Depois disso, Aricka criticou a medida em seu Instagram. Ela fez uma publicação contando o que havia acontecido e incluiu foto de um trecho do despacho policial, informando ainda que iria judicializar o arquivamento. O nome do delegado não foi divulgado na postagem dela.


"Fiz o que qualquer cidadão acredita ser o correto: procurei a delegacia. O resultado? Arquivamento. É nesse momento que muita gente desiste, porque percebe que está lutando sem proteção. Mas é aqui que nasce a diferença: ou você recua ou entende que o problema é maior do que você", disse Aricka Cunha, em publicação.


Aricka sugeriu ainda um sistema policial falho. "Sim, existe perseguição. Sim, o sistema falha. Sim, você pode se sentir sozinho. Mas desistir só fortalece tudo isso", acrescentou na época.
Santos, então, foi até o escritório para prendê-la em flagrante por suposta difamação pública contra ele. Um vídeo divulgado nas redes sociais mostra o momento em que a mulher está sentada e se recusa a levantar diante do homem, que está segurando um fuzil e insistindo pela prisão. Antes de ser conduzida, ela liga para uma representante da OAB (Ordem dos Advogados do Brasil) para comunicar a situação.

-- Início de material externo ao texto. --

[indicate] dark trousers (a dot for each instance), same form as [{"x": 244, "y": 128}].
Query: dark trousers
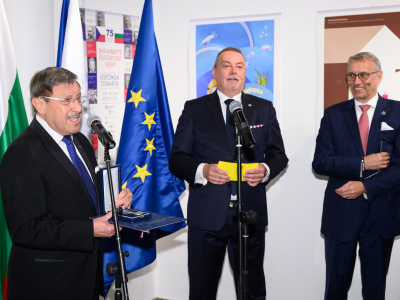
[
  {"x": 374, "y": 252},
  {"x": 206, "y": 253}
]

Delegado disse que a advogada o difamou. "Falava que registrou a ocorrência e que não foi feito nada por causa da pessoa dela. Mas, na verdade, tinha uma justificativa", afirmou, em gravação enviada a alguns sites de notícias da cidade. Ele explicou que ela foi autuada também por desacato, injúria e desobediência, ocorridas no momento da detenção.

A mulher foi solta no mesmo dia e a Polícia Civil informou que está acompanhando o caso. "O fato foi levado ao conhecimento da Superintendência de Correições e Disciplina que está tomando as providências necessárias para a escorreita apuração do ocorrido", disse a corporação em nota.


O Sistema de Defesa das Prerrogativas da OAB também determinou a imediata instauração de procedimentos contra o delegado. A decisão foi formalizada no dia seguinte à prisão, citando uma "série de violações que ferem o Estatuto da Advocacia, como também os direitos fundamentais da profissional".